Every winter, when Oregon is a drippy, dark, freezing mess, I like to head to a warmer, brighter place for a couple weeks. Seasonal affective disorder therapy. Change of scenery. Ideally, I'm off grid for most of that time. No ringing and dinging. Just light, breathing room, and creative space. It does the spirit good - and when I get home, I can channel all that energy and creative juju into new projects.
This year, we did a little Pacific Rim tour - Korea and Australia. I grew up in Korea, so it was fun to show my partner around Seoul. Australia was uncharted territory for both of us. We explored the southeast and spent a few days in Tasmania. It's wacky to look south from there, to know that Antarctica is just a quick flight over the water. It's also lovely to look north, to imagine the rest of the world stretching away beyond the horizon.
I feel strongly that photography is less about what we photograph and more about how we do it. The things, subjects, and scenes matter less than our treatment of them, you know? It's especially easy to forget this when traveling, I think. It's easy to spot novel things and snap pictures without considering light, mood, emotion, or meaning. Pictures that simply show what something looks like are a dime a dozen, though. So, even if we're only in a place for a short time, it's essential to dig deeper, to look for "what else" is there, as Minor White would have said. Sure, it's a painting hanging over a couch in a historic home - but what else is there?
The first time I made the image at the top of this post, I just photographed the reflection of the light on the frame. On my second pass through the room, I noticed my silhouette in the glass and realized that was the stronger shot. It captured a little more of the "what else" - especially because the volunteer guide started chatting about ghost sightings just after I made it.

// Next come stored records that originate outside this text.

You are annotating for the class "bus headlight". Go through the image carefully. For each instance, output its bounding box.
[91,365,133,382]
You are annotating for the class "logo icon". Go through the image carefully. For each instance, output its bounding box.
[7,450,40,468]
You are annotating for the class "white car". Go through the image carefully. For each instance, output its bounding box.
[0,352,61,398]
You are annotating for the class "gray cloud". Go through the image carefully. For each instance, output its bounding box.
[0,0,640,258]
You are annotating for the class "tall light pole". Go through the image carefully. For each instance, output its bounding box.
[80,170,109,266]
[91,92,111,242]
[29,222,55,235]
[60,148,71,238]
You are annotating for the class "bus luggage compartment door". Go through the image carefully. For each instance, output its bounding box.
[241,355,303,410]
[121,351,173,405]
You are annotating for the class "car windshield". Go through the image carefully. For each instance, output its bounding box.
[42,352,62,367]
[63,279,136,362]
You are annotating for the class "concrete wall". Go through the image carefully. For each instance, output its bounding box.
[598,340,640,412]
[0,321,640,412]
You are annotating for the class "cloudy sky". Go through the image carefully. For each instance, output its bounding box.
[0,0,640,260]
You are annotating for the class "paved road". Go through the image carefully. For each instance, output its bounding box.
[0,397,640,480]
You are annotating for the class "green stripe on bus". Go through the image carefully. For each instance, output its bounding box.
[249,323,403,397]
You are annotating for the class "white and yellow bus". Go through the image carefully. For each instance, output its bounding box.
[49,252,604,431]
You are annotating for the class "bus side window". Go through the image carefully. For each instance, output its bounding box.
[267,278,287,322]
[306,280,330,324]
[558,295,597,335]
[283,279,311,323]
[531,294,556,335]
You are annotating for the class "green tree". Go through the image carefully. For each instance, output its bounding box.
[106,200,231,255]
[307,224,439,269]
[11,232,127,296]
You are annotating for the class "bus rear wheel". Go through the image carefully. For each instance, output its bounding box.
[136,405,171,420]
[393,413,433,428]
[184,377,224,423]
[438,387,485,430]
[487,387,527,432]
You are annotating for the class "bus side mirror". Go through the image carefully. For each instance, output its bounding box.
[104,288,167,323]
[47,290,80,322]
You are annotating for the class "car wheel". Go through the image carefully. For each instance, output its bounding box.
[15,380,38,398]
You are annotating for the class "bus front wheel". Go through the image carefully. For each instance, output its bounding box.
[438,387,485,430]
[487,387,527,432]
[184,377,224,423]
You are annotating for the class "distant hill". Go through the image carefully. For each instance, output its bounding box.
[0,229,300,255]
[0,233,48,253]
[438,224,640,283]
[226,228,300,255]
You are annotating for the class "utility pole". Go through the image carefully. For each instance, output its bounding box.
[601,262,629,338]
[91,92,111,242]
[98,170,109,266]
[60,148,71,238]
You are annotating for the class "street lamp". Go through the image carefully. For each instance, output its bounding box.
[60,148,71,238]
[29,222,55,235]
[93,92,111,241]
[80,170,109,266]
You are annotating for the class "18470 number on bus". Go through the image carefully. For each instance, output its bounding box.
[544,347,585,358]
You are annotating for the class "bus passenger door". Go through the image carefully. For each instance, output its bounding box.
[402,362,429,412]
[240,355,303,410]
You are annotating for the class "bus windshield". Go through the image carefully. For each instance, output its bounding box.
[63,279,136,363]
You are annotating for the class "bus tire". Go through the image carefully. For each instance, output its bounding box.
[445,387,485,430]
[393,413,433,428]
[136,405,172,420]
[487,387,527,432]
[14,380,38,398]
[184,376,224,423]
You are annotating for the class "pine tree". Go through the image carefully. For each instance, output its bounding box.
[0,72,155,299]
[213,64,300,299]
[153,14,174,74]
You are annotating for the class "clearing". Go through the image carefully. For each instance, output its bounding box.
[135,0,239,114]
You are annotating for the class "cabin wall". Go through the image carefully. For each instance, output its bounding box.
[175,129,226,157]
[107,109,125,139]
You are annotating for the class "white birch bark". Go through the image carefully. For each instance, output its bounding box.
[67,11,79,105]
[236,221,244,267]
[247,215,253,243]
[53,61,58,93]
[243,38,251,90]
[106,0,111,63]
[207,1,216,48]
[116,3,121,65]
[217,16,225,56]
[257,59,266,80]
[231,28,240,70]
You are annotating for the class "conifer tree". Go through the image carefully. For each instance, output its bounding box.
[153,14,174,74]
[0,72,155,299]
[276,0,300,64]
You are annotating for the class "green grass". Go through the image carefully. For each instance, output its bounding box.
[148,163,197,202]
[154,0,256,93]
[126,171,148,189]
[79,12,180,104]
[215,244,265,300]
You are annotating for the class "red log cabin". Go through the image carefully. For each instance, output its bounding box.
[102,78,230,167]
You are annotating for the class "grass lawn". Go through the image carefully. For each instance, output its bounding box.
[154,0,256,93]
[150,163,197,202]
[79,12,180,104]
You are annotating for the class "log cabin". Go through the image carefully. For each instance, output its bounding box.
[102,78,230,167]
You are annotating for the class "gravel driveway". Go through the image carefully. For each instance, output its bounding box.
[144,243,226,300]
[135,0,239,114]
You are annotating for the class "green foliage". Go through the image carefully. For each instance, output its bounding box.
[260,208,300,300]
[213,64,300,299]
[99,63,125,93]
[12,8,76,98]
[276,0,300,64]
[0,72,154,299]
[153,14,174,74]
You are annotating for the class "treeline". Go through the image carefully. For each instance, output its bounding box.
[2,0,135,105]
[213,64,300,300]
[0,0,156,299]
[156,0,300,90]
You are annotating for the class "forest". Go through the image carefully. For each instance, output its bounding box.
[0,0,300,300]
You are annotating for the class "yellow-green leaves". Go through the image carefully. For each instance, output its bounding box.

Now that I'm home, I'm sorting through my images with "what else" in mind. It's a great way to edit. Is this too straightforward, too guidebook-like? Does this have a sense of mystery about it? Does it go deeper than the surface level? Does it pull at the heartstrings? If so, it's worth a more serious look. If not, I take a breath and let it go. Sometimes, that means I have to "kill a darling," but it's worth it for a stronger overall body of work. It's worth it to have a collection of images that really means something, instead of a collection that's watered down by images I'm trying to convince myself about. Shoot passionately, edit ruthlessly! It's the advice I always give myself - and it has served me well.